It’s not just a beautiful passage; it’s a prescription, for anyone who hears it, on how to love as Christ loves. However, we’ve heard it so many times, we may no longer really hear what it instructs us to do. Now, rework those words to their opposite:
Hate is impatient; Hate is cruel; hate is envious and boastful, arrogant and rude. Hate insists on its own way; it is irritable and resentful; it rejoices in wrongdoing, and rejoices in lies. It bears nothing, believes nothing, despairs of all things and will suffer nothing.
It’s a lot easier to see how one is not loving when we look through the “mirror-mirror” universe. It’s unsettling to discover all the ways in which we fall short of what we are all called to do: to love. It’s dangerous to probe one’s own soul through Scripture, because we will always find both that God loves us, and that we in some way, fight against loving God and our neighbor. It’s just not always easy to hear, or to let ourselves hear. It isn’t that the words have lost their poetry or power, it’s that sometimes the words glide over the brain because they’ve become too familiar, and need to be reheard with new ears.
Looking at the Gospel, where Jesus speaks directly to each of us, have we grown used to Jesus such that we think we know Him?
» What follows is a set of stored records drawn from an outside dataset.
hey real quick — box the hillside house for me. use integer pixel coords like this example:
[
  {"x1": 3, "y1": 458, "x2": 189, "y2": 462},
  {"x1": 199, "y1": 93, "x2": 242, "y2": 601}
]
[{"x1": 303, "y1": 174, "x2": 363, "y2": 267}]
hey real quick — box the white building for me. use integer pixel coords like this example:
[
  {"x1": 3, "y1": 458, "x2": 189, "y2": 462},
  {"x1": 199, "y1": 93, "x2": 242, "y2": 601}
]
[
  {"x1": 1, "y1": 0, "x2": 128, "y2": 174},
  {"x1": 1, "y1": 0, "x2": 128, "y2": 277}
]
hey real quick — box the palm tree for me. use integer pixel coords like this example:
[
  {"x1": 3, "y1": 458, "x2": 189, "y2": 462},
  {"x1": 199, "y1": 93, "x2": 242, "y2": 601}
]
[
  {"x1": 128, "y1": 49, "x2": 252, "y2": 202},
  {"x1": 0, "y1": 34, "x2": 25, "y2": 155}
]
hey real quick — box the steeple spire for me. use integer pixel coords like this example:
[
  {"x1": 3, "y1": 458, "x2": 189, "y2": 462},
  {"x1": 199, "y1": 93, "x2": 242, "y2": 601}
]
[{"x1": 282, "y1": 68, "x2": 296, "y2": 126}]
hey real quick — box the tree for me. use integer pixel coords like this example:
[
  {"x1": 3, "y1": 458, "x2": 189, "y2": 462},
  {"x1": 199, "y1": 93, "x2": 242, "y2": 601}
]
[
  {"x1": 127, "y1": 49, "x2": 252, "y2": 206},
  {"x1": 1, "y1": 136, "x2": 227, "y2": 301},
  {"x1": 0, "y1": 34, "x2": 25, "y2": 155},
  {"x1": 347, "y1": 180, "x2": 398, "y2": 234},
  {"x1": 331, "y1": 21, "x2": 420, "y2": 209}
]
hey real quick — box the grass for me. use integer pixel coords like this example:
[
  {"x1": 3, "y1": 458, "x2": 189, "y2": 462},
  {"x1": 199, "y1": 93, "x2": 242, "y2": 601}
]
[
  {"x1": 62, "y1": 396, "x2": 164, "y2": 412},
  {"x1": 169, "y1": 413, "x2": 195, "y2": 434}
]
We all know the person of Jesus is kind, loving, generous, the way, the truth and the light. He also shocks. When we grow used to the Gospel, we fail to hear how Jesus always engaged every person He encountered in a way which unsettled. If we’re not there to be challenged by Jesus, we’re just there for the insurance against our own folly, we’re just here for the miracles and the free food. “Nice talk, Jesus. Pass the loaves and fishes please. Throw more manna my way.”
There were many back in the time of Jesus who came to hear and see the miracles, but when they really heard his words, “Unless you eat of my flesh and drink of my blood, you have no life within you,” they left. Having seen the miracle of the feeding of five thousand, they still said, “This saying is hard; who can accept it?” Many of his disciples returned to their former way of life and no longer accompanied him.
It’s dangerous to really listen, because Jesus always calls us to more than we thought, more than we thought we needed to give. Jesus always calls us into deeper relationship with the whole Trinity. Jesus always wants to impress into our hearts more of the meaning of these words he says in the Gospel.
If we approach the Gospel as always revealing more of the infinite Mystery of a God who loves of all creatures, each of us, it must unsettle. It will call us to more. It will call us to be lights to the world, but the one thing it won’t do, is let us stay as we are. We will not be able to go back to our former ways of life if we wish to follow Him. It’s an unsettling thing to listen to Jesus, and if you do, you will never be the same, but you will be more who God calls you to be.